The World of Weird Things website has posted a top 5 list of abused science terms. The list is pretty good, my two favorite inclusions being the terms "toxin" and "quantum" which mean some very specific things in science, but are used in nonsensical, pell-mell ways in New Age belief.
But this brings to mind something that I have noticed before. The list at World of Weird Things leaves off the word "theory" - for my money, the all-time most abused science term. The reason, and it is a legitimate one though it is unstated in the post, is that the list reflects an intention to criticize the New Age forms of pseudoscience, which tend to be left wing, rather than the creationism/environmental denial forms of pseudoscience, which tend to be right wing.
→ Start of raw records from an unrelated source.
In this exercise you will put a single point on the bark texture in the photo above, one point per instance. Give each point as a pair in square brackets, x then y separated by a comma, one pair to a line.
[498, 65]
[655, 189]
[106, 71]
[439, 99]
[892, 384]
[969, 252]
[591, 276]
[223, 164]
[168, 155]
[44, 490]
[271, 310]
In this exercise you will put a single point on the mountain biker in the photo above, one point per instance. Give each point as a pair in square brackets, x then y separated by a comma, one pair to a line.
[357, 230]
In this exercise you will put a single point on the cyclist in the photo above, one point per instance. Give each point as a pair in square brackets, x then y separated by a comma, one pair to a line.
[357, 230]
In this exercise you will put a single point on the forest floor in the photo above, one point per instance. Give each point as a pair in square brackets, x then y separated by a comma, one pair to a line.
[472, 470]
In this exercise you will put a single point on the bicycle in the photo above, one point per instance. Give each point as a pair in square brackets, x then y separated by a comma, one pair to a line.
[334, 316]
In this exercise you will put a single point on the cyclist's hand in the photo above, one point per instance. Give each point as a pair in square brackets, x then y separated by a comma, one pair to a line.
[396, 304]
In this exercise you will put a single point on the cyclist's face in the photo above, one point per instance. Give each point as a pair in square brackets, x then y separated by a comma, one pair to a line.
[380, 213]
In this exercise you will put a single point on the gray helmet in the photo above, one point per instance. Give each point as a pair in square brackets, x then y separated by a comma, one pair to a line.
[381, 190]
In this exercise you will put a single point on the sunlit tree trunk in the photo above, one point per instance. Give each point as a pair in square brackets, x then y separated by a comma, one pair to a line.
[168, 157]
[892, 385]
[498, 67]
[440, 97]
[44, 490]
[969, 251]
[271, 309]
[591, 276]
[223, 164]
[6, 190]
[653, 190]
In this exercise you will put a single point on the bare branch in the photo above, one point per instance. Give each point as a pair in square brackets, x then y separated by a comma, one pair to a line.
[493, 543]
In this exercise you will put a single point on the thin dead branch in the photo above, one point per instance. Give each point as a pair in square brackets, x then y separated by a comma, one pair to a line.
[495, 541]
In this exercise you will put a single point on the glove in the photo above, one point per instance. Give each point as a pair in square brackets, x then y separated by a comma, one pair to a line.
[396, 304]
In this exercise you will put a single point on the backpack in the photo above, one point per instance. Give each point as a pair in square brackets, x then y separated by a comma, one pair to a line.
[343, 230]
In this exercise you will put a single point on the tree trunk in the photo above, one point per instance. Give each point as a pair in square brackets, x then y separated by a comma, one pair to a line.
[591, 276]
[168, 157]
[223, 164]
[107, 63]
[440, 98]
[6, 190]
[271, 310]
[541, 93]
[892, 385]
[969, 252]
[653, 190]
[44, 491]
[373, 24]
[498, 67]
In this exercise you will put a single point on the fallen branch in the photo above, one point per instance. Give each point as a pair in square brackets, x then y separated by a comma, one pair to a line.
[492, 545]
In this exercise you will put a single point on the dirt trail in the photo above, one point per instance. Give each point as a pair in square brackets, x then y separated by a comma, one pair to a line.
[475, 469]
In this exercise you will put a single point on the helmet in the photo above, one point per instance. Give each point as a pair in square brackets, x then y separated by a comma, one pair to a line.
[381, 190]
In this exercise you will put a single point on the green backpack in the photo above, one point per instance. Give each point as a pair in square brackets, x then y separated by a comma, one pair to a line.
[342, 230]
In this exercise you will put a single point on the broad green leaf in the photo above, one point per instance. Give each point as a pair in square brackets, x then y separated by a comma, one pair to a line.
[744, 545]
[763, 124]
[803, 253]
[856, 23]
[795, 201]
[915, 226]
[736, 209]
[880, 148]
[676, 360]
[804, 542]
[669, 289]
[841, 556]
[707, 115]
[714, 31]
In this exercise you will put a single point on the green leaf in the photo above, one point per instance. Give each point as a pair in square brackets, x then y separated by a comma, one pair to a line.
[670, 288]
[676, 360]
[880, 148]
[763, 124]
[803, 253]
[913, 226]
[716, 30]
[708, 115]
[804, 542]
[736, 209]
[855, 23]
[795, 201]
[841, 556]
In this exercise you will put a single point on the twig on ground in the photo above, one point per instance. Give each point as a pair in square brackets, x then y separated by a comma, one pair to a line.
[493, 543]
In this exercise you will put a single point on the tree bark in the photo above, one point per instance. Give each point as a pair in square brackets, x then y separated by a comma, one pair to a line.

This is not a criticism of World of Weird Things, the new age pseudoscience is just as deserving of criticism as such right-wing nonsense as creationism and global warming denialism - and as the left wing version has given rise to the anti-vaccine movement (which is now bizarrely gaining traction on the right, with a Democrat president being in favor of vaccines - evidence that pundits are only concerned with attacking "the opposition" and not with reality) it is has now created a public health hazard. But it is interesting, and the different vocabulary illustrates some differences between the left and right when it comes to science denial.
The adoption of terms such as "toxin", "energy", and "quantum" show an attempt to steal the legitimacy of science without doing any of the work. To be sure, many on the left wing of science denial will flat-out attack science, but it seems more common for them to adopt the terminology and act as if they are actually working within the framework of science when they are, in fact, developing sophisticated ignorances of science and actually undermining it by abusing the terminology. In short, this particular form has created a false edifice that looks "sciency" on the outside, even fooling many who buy into it, but is wholly vacuous on the inside. It has a tendency to filch terminology in order to make it look as if the pseudo-science is on the cutting edge and is the harbinger of advanced scientific knowledge when it is often (read: typically) actually just peddling re-packaged nonsense that is centuries old.
On the right, there is a tendency to use such terms as "theory" incorrectly to claim that science never actually proves anything*. Out of the Intelligent Design movement, there has even been a new pseudo-scientific jargon developed with gems such as "irreducible complexity". The basic thrust is that the jargon stolen from science or generated by pseudo-science is a jargon of uncertainty or denial - a claim that what is known is not actually known so that it may be safely ignored and old dogmas maintained. It sometimes creates a gap into which a god can be inserted, at other times it simply gives the proponent of an idea or policy the plausible deniability necessary for them to advocate for the status quo when change is necessary.
Certainly, there are those on the right who falsely claim scientific credibility (just as there are those on the left who openly attack science) such as the creation "scientists", but typically the intention is to cast doubt on science rather than co-opt it, and this is reflected in the jargon adopted.
There is another important difference, though. A large part of right-wing science denial is politically motivated - it begins with people attempting to push policy and then bleeds in to the broader culture. Global warming denialism is an obvious example, but even creationism, though coming from religious beliefs and therefore not necessarilly political, has abused science jargon largely through political attempts to force creationism into educational policy. Left wing science denialism comes largely from the New Age movement as it blossomed in the 1960s, and although it has political implications, was not crafted specifically to move a political agenda.
Both right and left wing science denial is equally concerned with supporting pre-existing assumptions rather than fairly evaluating new information, and both have a stubborn refusal to accept inconvenient truths and realities at their cores. However, they do take somewhat different courses, one usually trying to masquerade as science the other trying to deny the effectiveness of science. Certainly, there is crossover (not all creationists are right-wing, not all believers in Reiki are left-wing), and there are people in both camps who adopt the tactics of the other side (and increasingly there even seems to be some rather strange examples of bleed-over between both sides), but as a general rule, this does seem to describe the behavior of both sides rather accurately.
*Technically correct, but over-simplified by these people. Science deals in probabilities - what the evidence shows is what is most likely to be correct, and the strength of the evidence is directly proportional to the accuracy of the supported claim. There is always the possibility of a new piece of evidence proving the previous beliefs wrong, but the more evidence there is supporting a claim, the less likely such new evidence becomes. People who argue that something (usually, though not always, evolution) is "only a theory" pretty much always try to assert that their own arbitrary belief is just as valid if the "theory" can't be proven 100% true - this is bullshit, as an arbitrary belief with no unequivocal supporting evidence is not only as well supported as a scientific theory (which by definition has supporting evidence) but is, in fact, far more likely than not to be proven wrong by new evidence.